Freeports, announced in Sunak’s budget in March, are a cornerstone in the Government’s levelling up agenda – with claims they can boost investment, infrastructure, and jobs in specific and targeted geographic areas. This incentive is fuelled by slashing taxes and fees on any business or production done there. Although they have been a controversial subject, their use throughout Asia is a vision of success to emulate, particularly India’s Gujarat International Finance Tec-City (GIFT City).

Although Britain’s freeports are set to look different from this entire city built just to support the FinTech sector, there is much to be learned from GIFT City. This special economic zone (SEZ), a ‘smart city’ built entirely from the ground up as a trading and services hub for India’s growing FinTech sector, employs over 3 million people, constitutes about 5% of the GDP and has an estimated market capitalisation of over $200 billion.
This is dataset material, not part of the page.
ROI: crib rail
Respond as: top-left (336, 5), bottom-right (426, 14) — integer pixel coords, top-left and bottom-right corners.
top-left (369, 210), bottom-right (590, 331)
The government’s challenge in levelling-up Britain’s economy has been highlighted by official data showing London accounted for almost half of foreign direct investment (FDI) into the UK in 2019. The ONS said London’s FDI was more than three times that of the second highest region – the south-east. Between them, London and the south-east accounted for 55% of FDI in 2019 according to the ONS figures.

Like the GIFT City, freeports, by using similar methods of localised incentives and support infrastructure, are designed to be a method of attracting investment and jobs to areas in need, therefore aiming to help levelling-up, and rebalancing the economic map away from London.

Gaurav Singh, founder of JPIN VCATS, comments on the use of freeports in the UK:

“Perhaps most famously, China’s use of Free Ports, or Special Economic Zones, slowly introduced trade liberalisation and therefore foreign investment, to China. India is doing the same – cutting regulation in specific areas to supercharge growth and development, bringing jobs, infrastructure, and the best and brightest to those areas and thus India as a whole.

Although Britain, as a fully emerged economy, will see freeports used in a different context – ultimately, they will be for the same purpose, and have the same outcome. Britain will see a larger amount of business being done in these areas. This has significant potential to help ‘level-up’ areas previously lacking in investment and infrastructure.”